Working in a neighborhood like his, Gingnagel interacts with people very different from himself and ends up in situations students normally wouldn’t be in. “That can be quite confronting,” he says. “Some people you’re helping live in poverty, or don’t speak Dutch very well, or are sick.” He finds it extremely gratifying that he can mean something to those people and that he can create such nice bonds with people he otherwise would probably not really talk to. “Sometimes I think “Oh, I’m off to my language class girlfriends”, who are three women between around 40 and 75 years old. He has learned a lot while at VoorUit: “There are these social skills that you didn’t know you could further develop, because you were just never confronted with them.”

Gingnagel has grown close to an elderly Syrian couple, Rajeh and Nawal, who attend the Dutch classes he and his housemate Vera teach. Gingnagel tells me we can drop by and see if they are home. I am a bit wary as I do not want to show up uninvited, but he assures me that they are extremely nice and will probably want to give me tea.
The tea is immediately offered. With a steaming mug in front of me, I take a seat on the couch, with Rajeh and Nawal sitting diagonally from me on the other couch. They came from Damascus to the Netherlands five years ago, because it was too dangerous for them to stay in Syria. “Living in Holland, it is very good”, Rajeh tells me in English. “Everything is done, no problems.” The people here are nice, they say, but they miss having a relationship with their neighbors. Rajeh thinks building up relationships with them is difficult, because of the language barrier. It’s why he and his wife are going to the Dutch lessons.

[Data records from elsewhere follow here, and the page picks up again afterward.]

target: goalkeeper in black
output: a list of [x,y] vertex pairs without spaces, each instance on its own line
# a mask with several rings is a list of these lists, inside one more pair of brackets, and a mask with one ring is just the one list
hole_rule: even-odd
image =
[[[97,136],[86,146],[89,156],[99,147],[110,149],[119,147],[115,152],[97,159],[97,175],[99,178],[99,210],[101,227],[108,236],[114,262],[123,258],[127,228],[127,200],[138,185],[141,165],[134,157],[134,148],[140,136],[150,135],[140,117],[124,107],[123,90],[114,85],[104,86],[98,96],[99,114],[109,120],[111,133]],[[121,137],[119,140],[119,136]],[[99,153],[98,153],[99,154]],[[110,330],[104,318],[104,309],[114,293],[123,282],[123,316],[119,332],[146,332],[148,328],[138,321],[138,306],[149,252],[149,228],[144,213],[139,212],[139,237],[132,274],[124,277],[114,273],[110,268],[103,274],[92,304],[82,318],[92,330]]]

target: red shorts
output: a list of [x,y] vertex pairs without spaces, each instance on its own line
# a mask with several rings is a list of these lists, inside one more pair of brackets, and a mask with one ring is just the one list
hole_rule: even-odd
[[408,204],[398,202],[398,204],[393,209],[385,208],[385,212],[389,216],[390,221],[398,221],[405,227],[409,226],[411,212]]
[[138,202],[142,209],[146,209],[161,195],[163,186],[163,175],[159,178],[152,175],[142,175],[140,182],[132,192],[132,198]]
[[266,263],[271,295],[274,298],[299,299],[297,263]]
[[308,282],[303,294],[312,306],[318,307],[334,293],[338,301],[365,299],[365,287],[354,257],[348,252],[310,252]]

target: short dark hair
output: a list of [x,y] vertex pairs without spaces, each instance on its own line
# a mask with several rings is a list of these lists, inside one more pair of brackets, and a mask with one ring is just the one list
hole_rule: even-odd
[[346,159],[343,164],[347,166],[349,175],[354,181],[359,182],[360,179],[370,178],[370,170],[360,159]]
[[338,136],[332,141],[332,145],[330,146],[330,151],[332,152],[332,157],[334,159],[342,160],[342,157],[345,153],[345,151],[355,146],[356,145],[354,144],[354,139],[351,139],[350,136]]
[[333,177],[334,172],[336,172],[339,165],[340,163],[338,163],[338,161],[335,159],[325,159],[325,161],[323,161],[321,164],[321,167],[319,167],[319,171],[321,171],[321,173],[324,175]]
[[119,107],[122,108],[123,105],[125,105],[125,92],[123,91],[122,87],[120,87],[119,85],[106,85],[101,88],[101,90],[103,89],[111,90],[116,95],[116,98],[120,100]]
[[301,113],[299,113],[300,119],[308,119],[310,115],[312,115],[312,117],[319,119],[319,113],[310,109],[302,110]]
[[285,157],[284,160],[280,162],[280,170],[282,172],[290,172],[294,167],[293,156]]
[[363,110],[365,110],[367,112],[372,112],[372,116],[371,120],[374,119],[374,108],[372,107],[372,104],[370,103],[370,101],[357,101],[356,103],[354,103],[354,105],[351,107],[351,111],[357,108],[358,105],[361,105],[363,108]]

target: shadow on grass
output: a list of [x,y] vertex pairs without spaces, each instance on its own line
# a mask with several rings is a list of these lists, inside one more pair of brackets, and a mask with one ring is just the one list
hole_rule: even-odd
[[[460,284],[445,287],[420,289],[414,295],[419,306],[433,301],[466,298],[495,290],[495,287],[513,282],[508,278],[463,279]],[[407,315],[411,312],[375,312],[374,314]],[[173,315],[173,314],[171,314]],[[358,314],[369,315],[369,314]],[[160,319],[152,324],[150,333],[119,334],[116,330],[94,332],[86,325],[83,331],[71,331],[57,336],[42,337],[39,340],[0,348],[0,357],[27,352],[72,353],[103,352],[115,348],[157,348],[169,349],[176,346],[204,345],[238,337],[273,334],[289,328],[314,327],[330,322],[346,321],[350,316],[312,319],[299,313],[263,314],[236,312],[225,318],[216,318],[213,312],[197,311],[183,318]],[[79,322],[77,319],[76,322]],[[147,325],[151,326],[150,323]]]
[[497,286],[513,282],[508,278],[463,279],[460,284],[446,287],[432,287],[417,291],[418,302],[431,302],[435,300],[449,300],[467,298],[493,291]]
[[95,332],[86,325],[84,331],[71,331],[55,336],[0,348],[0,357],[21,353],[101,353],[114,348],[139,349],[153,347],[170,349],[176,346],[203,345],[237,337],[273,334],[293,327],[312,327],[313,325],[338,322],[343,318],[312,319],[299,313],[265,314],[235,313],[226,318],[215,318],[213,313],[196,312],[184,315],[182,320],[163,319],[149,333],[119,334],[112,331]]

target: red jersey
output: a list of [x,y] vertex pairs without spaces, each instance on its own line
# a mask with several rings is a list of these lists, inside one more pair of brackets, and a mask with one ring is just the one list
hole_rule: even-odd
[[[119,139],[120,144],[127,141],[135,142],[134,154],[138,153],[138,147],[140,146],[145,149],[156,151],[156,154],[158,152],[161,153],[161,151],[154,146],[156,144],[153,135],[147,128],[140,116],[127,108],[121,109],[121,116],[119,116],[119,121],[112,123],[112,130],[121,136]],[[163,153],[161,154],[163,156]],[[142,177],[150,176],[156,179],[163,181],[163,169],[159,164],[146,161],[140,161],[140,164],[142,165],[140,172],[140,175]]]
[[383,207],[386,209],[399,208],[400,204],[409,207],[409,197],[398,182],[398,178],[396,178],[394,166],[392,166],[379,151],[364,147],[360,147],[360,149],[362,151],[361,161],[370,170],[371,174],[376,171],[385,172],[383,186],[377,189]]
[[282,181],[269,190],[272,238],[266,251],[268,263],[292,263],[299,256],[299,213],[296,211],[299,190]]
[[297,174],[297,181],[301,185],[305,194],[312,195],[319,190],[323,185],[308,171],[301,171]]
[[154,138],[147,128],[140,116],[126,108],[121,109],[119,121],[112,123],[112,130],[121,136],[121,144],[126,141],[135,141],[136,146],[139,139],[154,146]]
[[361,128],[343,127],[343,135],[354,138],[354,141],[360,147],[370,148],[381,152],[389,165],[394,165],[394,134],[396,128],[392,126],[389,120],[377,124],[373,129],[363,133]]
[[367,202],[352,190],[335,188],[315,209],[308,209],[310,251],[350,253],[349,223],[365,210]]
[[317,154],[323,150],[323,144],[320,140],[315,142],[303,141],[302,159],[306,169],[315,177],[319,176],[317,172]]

“Nederlands is a very difficult language,” they both find. “Uitspraak (pronunciation)… Luisteren en praten is ook moeilijk (listening and talking is also difficult).” They say a few sentences or words here and there in Dutch in between the English. They have been going to the lessons provided by VoorUit, which are one and a half hours on Mondays, for about “six months?”. He checks with his wife, asking her in Arabic. “There were two months of vakantie (vacation), so about four months,” he concludes. They say it’s very moeilijk because of their age, but Arabic is also difficult, they explain, more than Dutch. They are very excited nonetheless and like doing their homework together. As I leave, they tell me to stop by whenever I find myself in the neighborhood again. “You’re like our granddaughter”—they have told me about their granddaughter, who lives in Germany and is about the same age as me.
This little chat with Rajeh and Nawal was already extremely heartwarming, so I am curious about Gingnagel’s most rewarding moment: he is still awaiting it, he says. “My bar is set a liiitle bit high,” he laughs, but he knows what he wants it to be like. “VoorUit’s goal is to make the neighborhoods more resilient, more active and to create more engaged neighbors. That if in five years VoorUit would leave, they will have gotten to know each other and they can solve problems themselves. Not just that we organize a coffee afternoon, but that we have encouraged people to organize one themselves.” Basically, that VoorUit can stop existing, because they are not necessary anymore. “One day, the neighborhood will have to make it on its own,” Gingnagel says. In the meantime, VoorUit is an inspiring opportunity for students to live for free in Amsterdam, while also bringing about social change.
Editor’s note: This news story is part of a collaboration between The Herring and AUC’s journalism course. The story was written, edited, and fact-checked by students of the journalism course. Some content may have been altered by The Herring’s editors for clarity and style.